Danke Julia!
Mit "das alles" meinte ich alle Tips wegen des Vasospasmus (Magnesium, Vit. C...etc). Tut mir leid, du hast die Liste ja nicht vor dir, nur weil ich sie grade im Kopf hatte.

Aber das hat sich sowieso erledigt. Meine Frauenärztin/Stillberaterin hat draufgeguckt und das sind keine Vasospasmen, sondern der Kleine saugt einfach manchmal extrem stark.
Er drückt auch tatsächlich immer mal wieder stark mit der Zunge nach oben, das fällt mir auf wenn er am Finger nuckelt. Das macht er dann aber nicht wenn er grade nuckelt, sondern ab und zu in den Pausen dazwischen. In denen presst er manchmal auch die Kauleisten fest zusammen. Das macht er allerdings hauptsächlich wenn er am Finger nuckelt und es wirkt auf mich wie Spannungsabbau. An der Brust kommt es zum Glück selten vor.
Ihn bei jedem Stillen an beide Seiten anzulegen schaffe ich leider nicht immer. (Vom Kopf/der Psyche her) Aber da will ich hin!
Es könnte aber gut sein dass ich es mir morgen schon zutraue das mit den zwei Seiten wenigstens mal zu probieren. Das heißt ich lege zB rechts an, und biete wenn er aufhört links an.
Wenn er nicht will lege ich beim nächsten Mal links an und biete wenn er da fertig ist rechts an. Wenn er rechts nicht nimmt lege ich nächstes Mal wieder rechts zuerst an. Und wenn er rechts auch noch trinkt fange ich nächstes Mal wieder mit Links an, weil die angeregt werden soll und deshalb ausgetrunken werden sollte.

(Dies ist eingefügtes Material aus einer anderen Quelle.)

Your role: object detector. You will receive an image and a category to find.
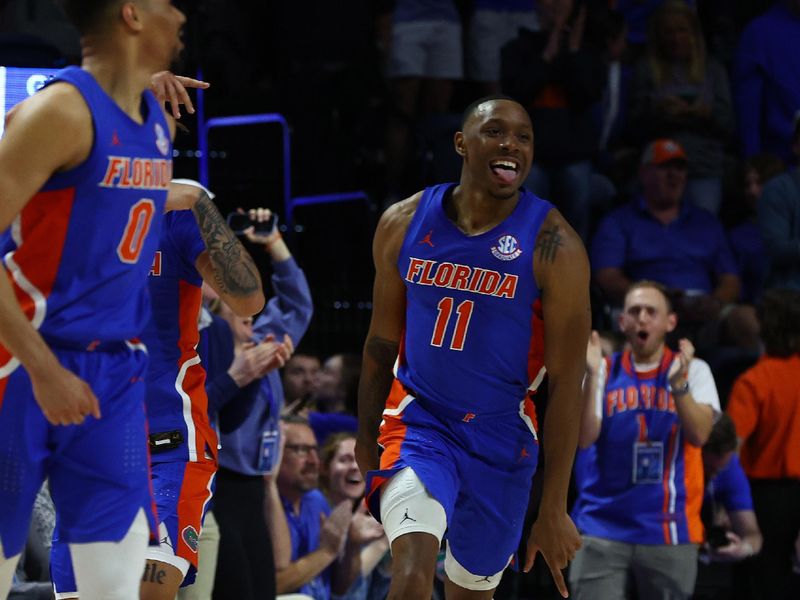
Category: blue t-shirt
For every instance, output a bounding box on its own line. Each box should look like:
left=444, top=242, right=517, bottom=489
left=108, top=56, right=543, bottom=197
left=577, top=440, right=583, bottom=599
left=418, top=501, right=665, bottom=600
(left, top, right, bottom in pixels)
left=281, top=490, right=331, bottom=600
left=703, top=454, right=753, bottom=512
left=591, top=198, right=738, bottom=294
left=728, top=221, right=769, bottom=304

Ist das richtig so?
Ich bin inzwischen so weit, dass ich ihn pro Stillen schon wieder 25 Minuten an der Brust lassen kann, ohne dass ich abbrechen muss, weil mir das Gefühl zu unangenehm wird! Bin total stolz auf uns. Links geht es noch schlechter, weil die offene Stelle wieder offen ist. Sie tut beim stillen nicht weh, aber danach, wenn ich ihn zu lange angelegt lasse. Die Stillberaterin meint meine Brustwarzen werden anch dem Stillen kleiner, und wenn er sie dann wieder in die Länge saugt geht das jedes Mal wieder auf.

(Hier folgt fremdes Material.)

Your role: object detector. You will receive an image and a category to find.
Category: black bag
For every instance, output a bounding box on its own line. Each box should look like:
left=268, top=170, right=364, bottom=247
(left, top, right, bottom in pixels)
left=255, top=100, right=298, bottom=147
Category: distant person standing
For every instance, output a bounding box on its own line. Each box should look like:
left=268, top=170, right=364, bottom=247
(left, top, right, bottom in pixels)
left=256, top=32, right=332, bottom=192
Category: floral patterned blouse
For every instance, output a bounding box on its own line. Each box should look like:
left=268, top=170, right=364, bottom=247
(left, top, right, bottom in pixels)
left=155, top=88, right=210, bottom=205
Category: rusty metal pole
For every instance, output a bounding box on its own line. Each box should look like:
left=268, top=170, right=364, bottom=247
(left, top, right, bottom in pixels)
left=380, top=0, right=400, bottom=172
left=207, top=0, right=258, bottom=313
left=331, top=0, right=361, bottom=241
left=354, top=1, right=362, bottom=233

Fläschchen sind wir immer noch bei 2 in der Nacht, aber Tee füttere ich keinen mehr zu, weil ich ihn auch schon wieder häufig genug anlegen kann, falls er zwischendurch einfach nur Durst hat.
An der rechten Brust bekommt er immer genug und ist irgendwann satt. An der linken noch nicht.
Mir leuchtet aber ein, dass es besser ist so wenig wie möglich einzugreifen, ich habe darüber auch noch mal mit meiner Stillberaterin geredet.
Sie meint ich soll versuchen an die linke Brust immer noch kurz anzulegen, oder zwei Mal links, dann erst rechts stillen, und wenn das mal nicht geht dann abpumpen. Aber drauf achten öfter zu stillen als abzupumpen, weil sonst die Milchmenge zurück geht. Mach ich aber eh.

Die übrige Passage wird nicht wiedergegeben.